Definition
A designated block of airspace, primarily over the North Atlantic, in which aircraft must meet specific navigation accuracy standards in order to operate. These standards limit how far an aircraft's actual position may deviate from its cleared track, allowing aircraft to be safely separated by reduced lateral distances even without radar coverage.
Plain English
An area of airspace where every aircraft must prove its navigation system is accurate enough to stay very close to its assigned route. Because everyone is held to the same tight accuracy, planes can fly closer together safely, even when controllers can't see them on radar.
Context Anchor
Seen in international and oceanic flight planning, older North Atlantic procedures, and acronym lists when discussing airspace that requires special navigation capability.
Derivation
The name describes the concept directly: it is airspace defined by a minimum (lowest acceptable) standard of navigation performance.

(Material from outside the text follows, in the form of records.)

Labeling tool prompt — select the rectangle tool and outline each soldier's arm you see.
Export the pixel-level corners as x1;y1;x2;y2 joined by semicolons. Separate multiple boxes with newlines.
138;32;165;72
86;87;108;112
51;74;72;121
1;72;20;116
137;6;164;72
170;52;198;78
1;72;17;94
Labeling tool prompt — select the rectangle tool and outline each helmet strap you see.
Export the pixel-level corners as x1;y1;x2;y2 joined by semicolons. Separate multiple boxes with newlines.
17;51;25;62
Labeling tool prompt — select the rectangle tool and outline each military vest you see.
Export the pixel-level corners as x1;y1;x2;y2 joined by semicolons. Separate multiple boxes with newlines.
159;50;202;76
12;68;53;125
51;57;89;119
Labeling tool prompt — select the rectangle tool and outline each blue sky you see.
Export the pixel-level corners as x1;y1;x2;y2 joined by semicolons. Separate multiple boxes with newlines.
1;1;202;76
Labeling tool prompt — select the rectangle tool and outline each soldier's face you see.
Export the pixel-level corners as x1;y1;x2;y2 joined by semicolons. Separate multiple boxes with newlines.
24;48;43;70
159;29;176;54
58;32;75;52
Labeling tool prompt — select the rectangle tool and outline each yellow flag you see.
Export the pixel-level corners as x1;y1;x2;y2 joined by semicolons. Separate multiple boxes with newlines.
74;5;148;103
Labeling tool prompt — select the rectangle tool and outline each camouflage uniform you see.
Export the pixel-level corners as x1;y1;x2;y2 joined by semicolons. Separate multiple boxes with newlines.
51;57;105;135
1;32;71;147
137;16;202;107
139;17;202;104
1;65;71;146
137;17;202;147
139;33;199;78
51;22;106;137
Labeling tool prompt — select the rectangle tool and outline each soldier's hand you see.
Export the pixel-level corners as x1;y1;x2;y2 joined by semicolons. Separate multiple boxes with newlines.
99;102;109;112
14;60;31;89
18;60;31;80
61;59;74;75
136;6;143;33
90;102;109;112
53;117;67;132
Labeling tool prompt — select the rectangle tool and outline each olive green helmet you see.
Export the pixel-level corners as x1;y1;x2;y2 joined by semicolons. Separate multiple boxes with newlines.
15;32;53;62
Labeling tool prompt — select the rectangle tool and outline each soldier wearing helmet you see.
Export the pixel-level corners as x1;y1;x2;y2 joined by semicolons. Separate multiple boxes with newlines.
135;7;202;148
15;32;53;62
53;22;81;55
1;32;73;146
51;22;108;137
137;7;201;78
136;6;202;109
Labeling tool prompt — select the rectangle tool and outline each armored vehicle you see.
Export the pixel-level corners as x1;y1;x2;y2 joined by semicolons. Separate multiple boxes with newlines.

The phrase comes from the ICAO practice of setting performance-based rules instead of equipment-based rules — aircraft are judged by how accurately they navigate, not by what specific gear they carry.
Why Pilots Care
Entry requires specific aircraft certification and equipment; failure forces longer, less efficient routes.
Intuition Check
Do not read “minimum” as “barely good enough” in a casual sense. Here it means a required standard the aircraft must meet before operating in that airspace.
Example Sentence 1
Before dispatching across the North Atlantic, the crew confirmed the aircraft held current MNPSA approval.
Example Sentence 2
Before entering MNPSA the crew confirmed the navigation systems met the required specifications.